McNeair was arrested in November 1979, when he was 16, for an alleged rape in Lexington, North Carolina. A middle-school dropout who couldn’t read, he pled guilty to second degree rape on the advice of a court-appointed attorney who told him he might otherwise get the death sentence and was sentenced to life in prison. Under current North Carolina law, the maximum sentence for a Class C felony is 182 months.

Claudia Benz
Claudia Benz JD '23

In 2022, his case came to the attention of Duke Law student Claudia Benz JD ’23, a volunteer with a pro bono group formed by Lau as the Clemency Project (now the Duke Decarceration Project). Benz and Lau submitted a commutation petition on McNeair’s behalf to a review board created by then-governor Roy Cooper to review cases of individuals tried and sentenced in adult criminal court for acts committed prior to age 18, and who had served at least 20 years of their sentence and demonstrated rehabilitation. 

But Cooper didn’t act on the petition, and Lau took up McNeair’s parole case.

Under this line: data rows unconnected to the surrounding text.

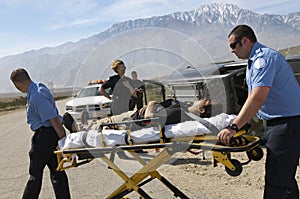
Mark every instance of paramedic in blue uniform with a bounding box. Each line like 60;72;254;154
218;25;300;199
10;68;71;199
100;60;136;115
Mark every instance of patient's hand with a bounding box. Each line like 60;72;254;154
217;128;236;145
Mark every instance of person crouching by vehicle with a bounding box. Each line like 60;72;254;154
10;68;71;199
100;60;136;115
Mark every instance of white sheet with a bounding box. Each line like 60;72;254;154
58;113;236;150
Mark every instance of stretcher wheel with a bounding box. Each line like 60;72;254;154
246;147;264;161
225;159;243;176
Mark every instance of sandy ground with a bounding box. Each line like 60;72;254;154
0;100;300;199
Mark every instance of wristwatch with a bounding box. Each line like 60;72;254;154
228;124;239;132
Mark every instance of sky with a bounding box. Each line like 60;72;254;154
0;0;300;58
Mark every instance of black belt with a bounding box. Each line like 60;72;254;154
34;126;53;133
267;115;300;126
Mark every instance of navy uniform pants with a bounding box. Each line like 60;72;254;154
23;127;71;199
264;116;300;199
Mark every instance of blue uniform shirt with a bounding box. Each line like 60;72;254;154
26;82;62;131
246;42;300;120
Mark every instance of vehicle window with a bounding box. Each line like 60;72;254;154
77;86;111;98
145;83;165;102
78;87;101;98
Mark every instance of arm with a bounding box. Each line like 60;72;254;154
217;86;270;145
99;86;111;100
50;117;66;139
144;101;157;119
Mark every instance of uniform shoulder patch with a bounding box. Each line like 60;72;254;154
253;58;267;69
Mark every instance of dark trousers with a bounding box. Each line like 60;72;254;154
23;128;71;199
264;117;300;199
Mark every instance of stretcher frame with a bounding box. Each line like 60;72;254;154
55;118;263;199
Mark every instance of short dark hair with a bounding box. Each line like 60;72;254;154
10;68;31;82
131;70;137;75
228;25;257;43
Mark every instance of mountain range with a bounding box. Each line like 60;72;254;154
0;4;300;93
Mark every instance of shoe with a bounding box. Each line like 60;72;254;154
134;149;148;153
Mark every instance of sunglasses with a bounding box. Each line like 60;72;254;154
229;40;242;50
118;66;126;70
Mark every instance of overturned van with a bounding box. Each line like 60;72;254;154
164;54;300;114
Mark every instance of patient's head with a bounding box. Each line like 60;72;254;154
188;99;222;118
62;112;77;133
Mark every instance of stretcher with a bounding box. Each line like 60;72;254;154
55;113;263;198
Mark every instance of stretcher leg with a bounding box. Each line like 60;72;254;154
103;144;189;198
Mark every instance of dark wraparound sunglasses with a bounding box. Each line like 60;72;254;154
229;40;242;50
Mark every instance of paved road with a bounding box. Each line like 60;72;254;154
0;100;192;199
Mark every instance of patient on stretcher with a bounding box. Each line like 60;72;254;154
59;100;235;149
63;99;223;133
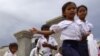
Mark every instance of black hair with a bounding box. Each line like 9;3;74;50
62;2;76;17
35;38;38;45
9;43;18;49
41;24;50;30
77;5;88;12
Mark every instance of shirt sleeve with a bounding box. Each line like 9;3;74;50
50;22;68;33
30;49;35;56
52;38;58;46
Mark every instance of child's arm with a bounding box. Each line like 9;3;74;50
42;43;57;50
31;28;54;35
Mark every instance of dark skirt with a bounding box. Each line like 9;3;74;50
62;40;80;56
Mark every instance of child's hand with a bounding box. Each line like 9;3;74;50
42;42;50;47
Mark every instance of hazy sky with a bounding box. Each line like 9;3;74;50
0;0;100;46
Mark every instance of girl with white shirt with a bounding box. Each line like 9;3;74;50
77;5;96;56
4;43;18;56
32;2;81;56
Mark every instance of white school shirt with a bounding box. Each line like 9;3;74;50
87;34;98;56
30;47;40;56
50;20;81;41
37;36;58;56
76;19;93;34
4;50;17;56
55;53;62;56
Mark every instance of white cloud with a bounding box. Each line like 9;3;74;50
0;0;100;44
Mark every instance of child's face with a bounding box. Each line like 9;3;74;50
77;7;87;20
63;4;76;19
10;47;17;54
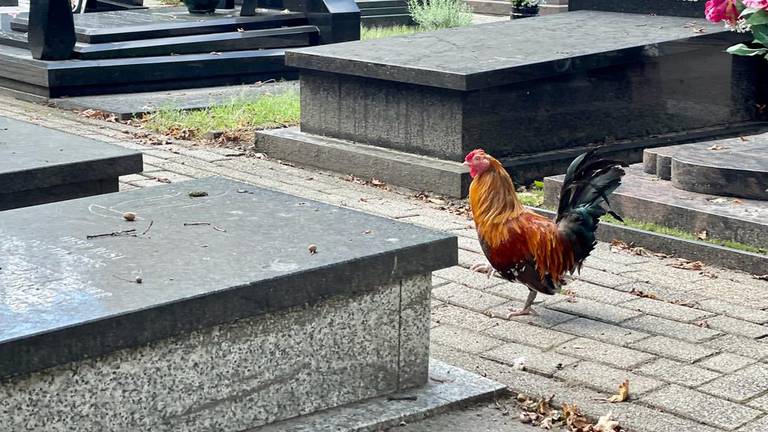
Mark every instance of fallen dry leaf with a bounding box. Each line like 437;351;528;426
594;413;619;432
608;380;629;403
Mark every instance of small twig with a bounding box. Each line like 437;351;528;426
387;396;418;400
141;220;155;236
85;229;136;240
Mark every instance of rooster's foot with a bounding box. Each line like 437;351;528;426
485;307;538;320
469;264;496;279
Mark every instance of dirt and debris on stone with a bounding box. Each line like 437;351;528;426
517;394;629;432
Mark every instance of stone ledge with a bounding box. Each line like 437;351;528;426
0;178;457;377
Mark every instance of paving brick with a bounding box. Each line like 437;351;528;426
698;363;768;402
547;299;640;324
642;385;761;430
574;267;634;288
699;299;768;324
480;343;578;377
637;359;721;387
707;315;768;339
553;318;650;345
698;353;756;373
490;301;576;328
630;336;716;363
738;416;768;432
599;403;722;432
565;280;637;304
484;321;576;350
430;325;504;354
621;296;713;322
555;361;665;399
704;335;768;360
747;394;768;412
622;315;720;342
432;304;504;331
557;338;655;369
432;283;507;312
433;266;504;290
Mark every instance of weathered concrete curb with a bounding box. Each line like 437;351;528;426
533;208;768;274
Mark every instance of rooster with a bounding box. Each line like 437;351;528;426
464;149;627;319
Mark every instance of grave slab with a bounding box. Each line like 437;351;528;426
0;178;457;431
268;10;762;196
0;117;143;210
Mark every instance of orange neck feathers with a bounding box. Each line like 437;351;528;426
469;156;525;247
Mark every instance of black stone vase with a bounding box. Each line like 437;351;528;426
27;0;75;60
184;0;219;14
509;6;539;19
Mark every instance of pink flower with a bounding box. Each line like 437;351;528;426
704;0;736;24
742;0;768;10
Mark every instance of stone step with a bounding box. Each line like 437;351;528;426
0;178;460;432
643;134;768;201
544;164;768;248
360;14;413;27
0;26;318;60
0;45;296;98
11;7;307;44
355;0;408;8
360;6;409;17
0;117;143;209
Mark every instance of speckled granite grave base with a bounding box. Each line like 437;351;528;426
0;274;431;432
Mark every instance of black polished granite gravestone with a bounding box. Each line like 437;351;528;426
27;0;75;60
258;11;760;195
0;0;360;99
544;134;768;249
0;117;143;211
0;178;457;431
568;0;706;18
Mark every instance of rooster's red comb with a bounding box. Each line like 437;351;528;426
464;149;485;162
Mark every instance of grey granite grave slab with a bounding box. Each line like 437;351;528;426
0;178;457;431
0;117;143;210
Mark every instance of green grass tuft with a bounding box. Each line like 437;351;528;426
360;26;424;40
143;91;300;139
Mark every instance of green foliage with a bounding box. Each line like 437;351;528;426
408;0;472;30
360;26;421;40
143;91;300;139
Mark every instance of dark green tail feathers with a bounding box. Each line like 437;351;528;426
556;149;627;262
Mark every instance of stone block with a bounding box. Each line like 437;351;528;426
557;338;655;369
636;358;721;387
547;298;643;324
642;385;761;430
621;298;713;322
555;361;665;399
703;335;768;360
630;336;717;363
698;353;757;373
707;315;768;339
553;318;651;346
481;343;578;376
623;315;721;342
699;363;768;402
484;321;576;351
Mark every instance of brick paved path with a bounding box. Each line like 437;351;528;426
0;97;768;432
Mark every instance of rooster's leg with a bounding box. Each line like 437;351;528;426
469;263;496;279
488;290;538;319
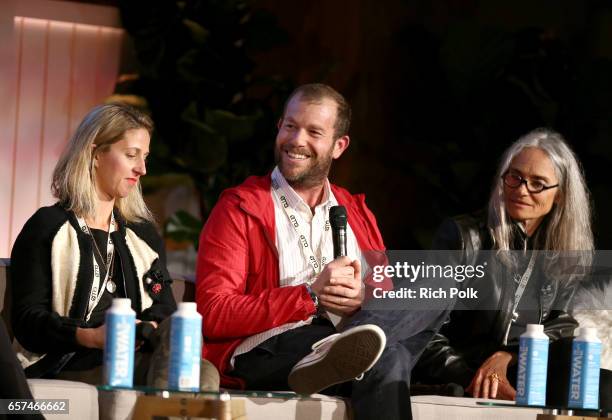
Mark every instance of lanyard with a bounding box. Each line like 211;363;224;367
77;212;117;320
272;180;330;284
504;250;536;346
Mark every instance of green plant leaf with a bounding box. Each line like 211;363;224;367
164;210;203;249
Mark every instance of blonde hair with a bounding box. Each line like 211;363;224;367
51;103;153;222
488;128;594;251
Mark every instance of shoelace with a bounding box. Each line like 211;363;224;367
311;333;365;381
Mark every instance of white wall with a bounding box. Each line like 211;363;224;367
0;0;123;258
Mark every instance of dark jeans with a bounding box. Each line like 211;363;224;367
231;310;448;420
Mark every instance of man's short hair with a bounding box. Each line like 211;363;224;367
283;83;351;139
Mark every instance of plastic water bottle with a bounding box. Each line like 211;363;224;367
516;324;549;406
568;328;601;410
168;302;202;391
104;299;136;388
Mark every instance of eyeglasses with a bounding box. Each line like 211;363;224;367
502;172;559;194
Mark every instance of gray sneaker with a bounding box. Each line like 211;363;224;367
289;324;387;394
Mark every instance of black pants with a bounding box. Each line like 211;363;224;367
0;319;43;419
231;310;448;420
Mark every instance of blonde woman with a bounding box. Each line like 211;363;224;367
11;104;176;383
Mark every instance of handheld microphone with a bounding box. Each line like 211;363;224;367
329;206;347;259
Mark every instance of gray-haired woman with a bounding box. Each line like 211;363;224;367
415;128;594;400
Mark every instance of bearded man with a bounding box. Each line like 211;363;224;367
196;84;444;419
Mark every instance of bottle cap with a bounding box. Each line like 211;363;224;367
113;298;132;309
527;324;544;333
177;302;198;312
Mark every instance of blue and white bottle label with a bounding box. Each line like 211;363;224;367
568;340;601;410
168;316;202;391
104;312;136;387
516;337;548;406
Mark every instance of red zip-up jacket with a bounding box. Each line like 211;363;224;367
196;175;390;388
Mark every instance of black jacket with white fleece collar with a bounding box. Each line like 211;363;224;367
11;204;176;377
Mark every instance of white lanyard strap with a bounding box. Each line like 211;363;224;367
77;212;117;320
272;180;330;284
504;250;537;345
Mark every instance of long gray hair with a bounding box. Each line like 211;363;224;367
488;128;594;251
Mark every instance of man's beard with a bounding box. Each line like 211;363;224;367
274;147;333;188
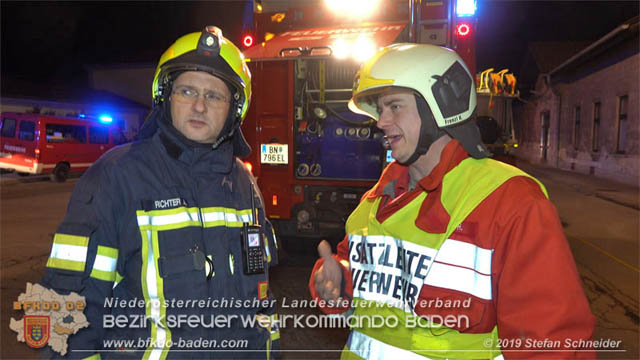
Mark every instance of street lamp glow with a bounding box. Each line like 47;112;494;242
351;36;376;62
331;39;351;59
324;0;380;19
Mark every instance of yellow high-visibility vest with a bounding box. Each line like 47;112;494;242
342;158;547;359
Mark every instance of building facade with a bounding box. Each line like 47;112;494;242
516;18;640;185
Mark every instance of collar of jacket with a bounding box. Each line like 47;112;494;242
367;139;469;199
154;113;233;173
367;139;469;234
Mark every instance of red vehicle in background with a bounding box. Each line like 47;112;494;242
243;0;476;245
0;112;126;182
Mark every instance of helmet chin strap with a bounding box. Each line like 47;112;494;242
398;94;445;165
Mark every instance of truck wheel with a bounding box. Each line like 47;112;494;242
51;163;70;182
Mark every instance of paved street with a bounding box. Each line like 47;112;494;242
0;163;640;359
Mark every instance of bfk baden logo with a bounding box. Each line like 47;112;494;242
23;315;50;348
9;283;89;356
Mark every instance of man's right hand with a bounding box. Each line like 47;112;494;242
315;240;342;303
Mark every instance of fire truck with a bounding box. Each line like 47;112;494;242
0;112;126;182
243;0;490;241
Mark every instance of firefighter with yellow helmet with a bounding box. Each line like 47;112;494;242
41;26;279;359
309;44;594;359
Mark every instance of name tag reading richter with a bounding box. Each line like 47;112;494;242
260;144;289;164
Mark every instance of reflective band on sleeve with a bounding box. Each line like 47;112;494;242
50;243;87;263
347;330;425;360
113;271;124;289
91;246;118;281
269;314;280;341
424;262;492;300
53;233;89;246
47;234;89;271
436;239;493;275
82;354;102;360
202;207;253;227
264;236;271;263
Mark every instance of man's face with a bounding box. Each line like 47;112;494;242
376;90;421;162
169;71;231;144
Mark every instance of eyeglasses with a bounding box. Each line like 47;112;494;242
171;85;230;108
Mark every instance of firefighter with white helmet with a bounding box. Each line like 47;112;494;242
41;26;279;359
309;44;594;359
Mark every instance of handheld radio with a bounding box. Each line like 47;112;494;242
241;182;264;275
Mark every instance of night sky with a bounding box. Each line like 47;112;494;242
1;0;639;89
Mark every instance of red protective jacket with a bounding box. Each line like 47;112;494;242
309;140;595;358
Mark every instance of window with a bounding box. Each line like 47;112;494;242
89;126;109;144
45;124;87;144
18;120;36;141
616;95;629;154
573;106;580;150
2;118;16;137
591;102;600;152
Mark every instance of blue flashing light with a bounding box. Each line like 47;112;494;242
456;0;477;17
99;115;113;124
386;150;395;163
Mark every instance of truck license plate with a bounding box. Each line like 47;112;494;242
260;144;289;164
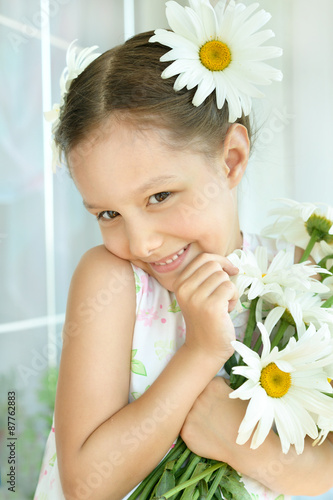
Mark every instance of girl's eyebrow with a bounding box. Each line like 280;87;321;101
134;174;179;194
82;174;179;210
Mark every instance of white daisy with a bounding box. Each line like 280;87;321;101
262;199;333;262
228;247;329;300
230;323;333;454
149;0;282;123
258;288;333;336
313;415;333;446
44;40;101;172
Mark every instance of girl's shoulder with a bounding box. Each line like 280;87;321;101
67;245;135;328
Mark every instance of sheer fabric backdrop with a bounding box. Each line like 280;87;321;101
0;0;333;498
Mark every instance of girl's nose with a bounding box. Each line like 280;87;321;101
126;219;162;260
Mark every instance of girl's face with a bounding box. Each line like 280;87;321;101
69;123;245;291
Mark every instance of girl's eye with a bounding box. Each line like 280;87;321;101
149;191;171;205
97;210;119;220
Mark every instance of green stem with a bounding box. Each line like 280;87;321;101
243;297;259;347
207;464;227;500
178;453;201;484
321;295;333;308
154;462;225;500
299;229;320;263
128;437;186;500
271;320;289;349
172;448;191;472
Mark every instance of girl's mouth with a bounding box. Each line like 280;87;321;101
149;244;190;273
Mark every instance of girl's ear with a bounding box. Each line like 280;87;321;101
223;123;250;189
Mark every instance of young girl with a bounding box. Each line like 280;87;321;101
35;0;333;500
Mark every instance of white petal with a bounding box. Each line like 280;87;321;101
166;2;201;44
265;306;286;335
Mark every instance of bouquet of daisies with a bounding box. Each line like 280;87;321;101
130;200;333;500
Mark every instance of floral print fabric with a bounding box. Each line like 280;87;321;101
34;235;294;500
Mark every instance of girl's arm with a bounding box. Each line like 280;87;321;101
181;377;333;495
55;247;237;500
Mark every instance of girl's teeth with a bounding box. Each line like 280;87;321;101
155;247;187;266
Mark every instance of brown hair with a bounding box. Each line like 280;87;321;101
55;32;251;165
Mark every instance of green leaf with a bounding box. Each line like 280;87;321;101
156;469;176;496
131;359;147;377
168;299;181;313
220;474;251;500
198;479;208;500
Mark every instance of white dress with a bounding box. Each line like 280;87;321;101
34;234;294;500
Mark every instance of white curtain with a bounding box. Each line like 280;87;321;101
0;0;333;498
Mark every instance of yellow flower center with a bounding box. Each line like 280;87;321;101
199;40;231;71
260;363;291;398
305;214;333;245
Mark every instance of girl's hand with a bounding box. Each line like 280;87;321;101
181;377;243;466
174;253;238;362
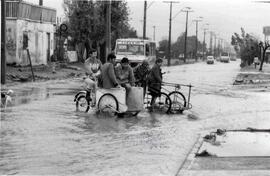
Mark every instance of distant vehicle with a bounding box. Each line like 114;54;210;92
206;56;215;64
115;38;156;67
220;53;230;63
230;56;236;61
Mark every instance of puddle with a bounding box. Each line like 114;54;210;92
198;132;270;157
2;88;78;106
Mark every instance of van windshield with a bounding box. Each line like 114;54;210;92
116;44;144;55
221;53;229;56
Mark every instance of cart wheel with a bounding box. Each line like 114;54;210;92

Benz, now working as a public defender in Maryland, has also maintained a relationship with McNeair since graduation and was one of the first to learn he would be released on parole.

"I am so happy for Charles and that he finally has his freedom," Benz said.

McNeair has lost both his parents during his 46 years in prison. But he still has a number of surviving family members and a large number of supporters in the Lexington community. They include Police Chief Robby Rummage, who has urged current Gov. Josh Stein to grant clemency.

“All of that is a testament to who Charles is today, because for someone who is incarcerated to garner that type of support from that diverse a group of people is pretty remarkable,” Lau said.